Another more famous Lakeland figure, William Wordsworth, also played a crucial part in the aftermath of the mutiny.
Susan Thorneley, whose first husband Edward Curwen was a direct descendant of Isabella and who lived on Belle Isle until a few years ago, says:"We know Wordsworth was involved in helping Fletcher’s brother Edward to prepare his defense. And for a period of seven weeks Dorothy Wordsworth stopped writing her journal; perhaps she was afraid of writing something about his return."
Evidence indicates that, not only did he know more about the fate of Fletcher Christian than he ever divulged, but he also used this knowledge as inspiration for the epic poem The Rime of the Ancient Mariner on which he collaborated with Samuel Taylor Coleridge.
When a pamphlet was published supposing to contain letters written by Christian after the mutiny, William Wordsworth wrote to the press with the cryptic comment that he ‘had it on the best authority that these were false’ – the ‘ best authority’ could only have been Christian himself.
In the British Museum is a notebook, belonging to Coleridge, in which he jotted down possible subjects for his poems. The notebook, compiled during the time he wrote the Ancient Mariner, contains the entry: ‘Adventures of Christian, the mutineer’ and a study of the poem reveals many similarities to the voyage of the Bounty and Christian’s guilt.

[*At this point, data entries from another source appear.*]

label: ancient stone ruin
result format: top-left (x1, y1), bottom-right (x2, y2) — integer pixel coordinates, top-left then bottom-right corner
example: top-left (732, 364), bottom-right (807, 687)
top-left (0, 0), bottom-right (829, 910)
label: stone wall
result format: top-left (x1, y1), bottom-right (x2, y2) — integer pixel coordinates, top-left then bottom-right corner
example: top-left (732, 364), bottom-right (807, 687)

The Argument for ‘The Rime of the Ancient Mariner’ indeed reads: "How a ship having passed the line was driven by storms to the cold country towards the South Pole; and how from thence she made her course to the tropical latitude of the great Pacific Ocean: And of the strange things that befell: And in what manner the Ancient Mariner came back to his own country."
Wordsworth could easily have been privy to exclusive information about Christian’s whereabouts as he was one of those who helped Fletcher Christian’s brother, the lawyer Edward Christian, to collect evidence to defend him against the accusations of William Bligh.